What makes Reveal cameras unique is the incorporation of a front-facing screen; so when the camera is activated, the person being recorded in front of the camera can see what the lens is seeing.
Mike Jennings from Reveal explains: “Our front-facing screen is installed as standard on all our camera models because it is proven to de-escalate events, often before any physical aggression has taken place. When we are angry, or losing control, we are not ourselves, and so when we see that reaction presented back to us, most of us have the instinct to modify and control that behaviour.”
Bristol Ambulance’s Ryan Maunder explains: “The cameras are visible – you can see them on the uniform – so in my opinion, just their presence is enough to get some people to moderate their behaviour. However, there are studies that confirm people actually calm down much quicker when they can see an image of themselves on-screen. So the Reveal front-facing screen is a great design as it might help de-escalate events before any physical aggression has taken place.”
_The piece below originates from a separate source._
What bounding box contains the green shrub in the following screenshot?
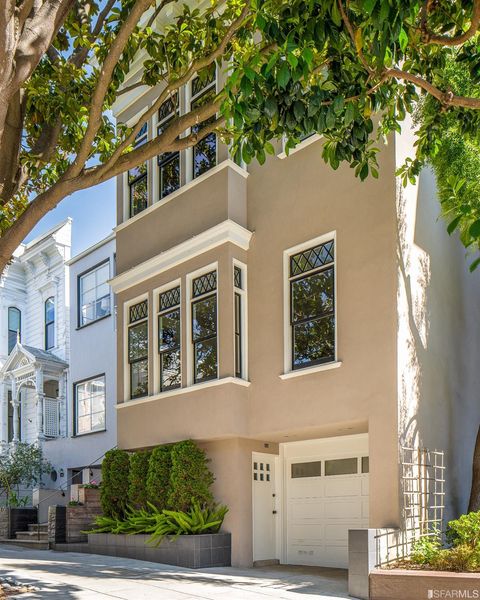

Reveal Account Manager, Gary Brown: “We gave the team at Bristol Ambulance Bristol a free 4-week trial of our D3 cameras. These are the cameras first designed for in-the-field police officers – so they are still lightweight. But they have a longer battery life; are suitable for all weather, they are tough; have an articulated camera head so you can wear them on your jacket, shoulder lapels, hat – lots of options. The footage is superb, and the front facing screen much larger than on our smaller cameras.”
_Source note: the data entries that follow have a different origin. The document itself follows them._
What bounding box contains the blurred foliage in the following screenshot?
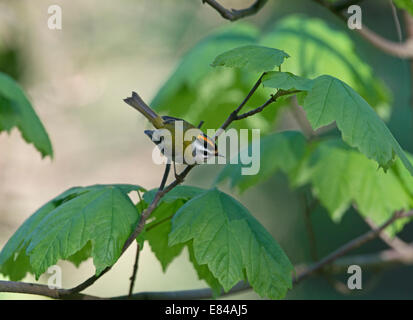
[151,15,390,132]
[0,72,53,157]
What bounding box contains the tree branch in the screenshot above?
[0,209,413,300]
[129,243,141,297]
[313,0,413,59]
[202,0,268,21]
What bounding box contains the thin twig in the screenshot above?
[128,243,141,297]
[215,72,265,137]
[202,0,268,21]
[313,0,413,59]
[0,209,413,299]
[294,210,413,283]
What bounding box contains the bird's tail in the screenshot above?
[123,92,163,129]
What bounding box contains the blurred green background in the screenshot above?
[0,0,413,299]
Ryan agrees: “What we also liked about the D3 was its ability to pre-record. The cameras are so easy to activate – basically a big red switch – but in the heat of a quickly escalating incident it’s understandable that someone might “miss” the triggering behaviour of aggression. Reveal’s D3 actually pre-record up to 60 seconds of footage. It does it constantly but then deletes the material if the camera is not activated. But if the camera is, you know you have that minute running up to the incident securely documented, and that can be vital if this later becomes key evidence in a prosecution.”
The trial allowed Bristol Ambulance crews to use the cameras in live situations - ensuring day and night shifts would have the same level of service.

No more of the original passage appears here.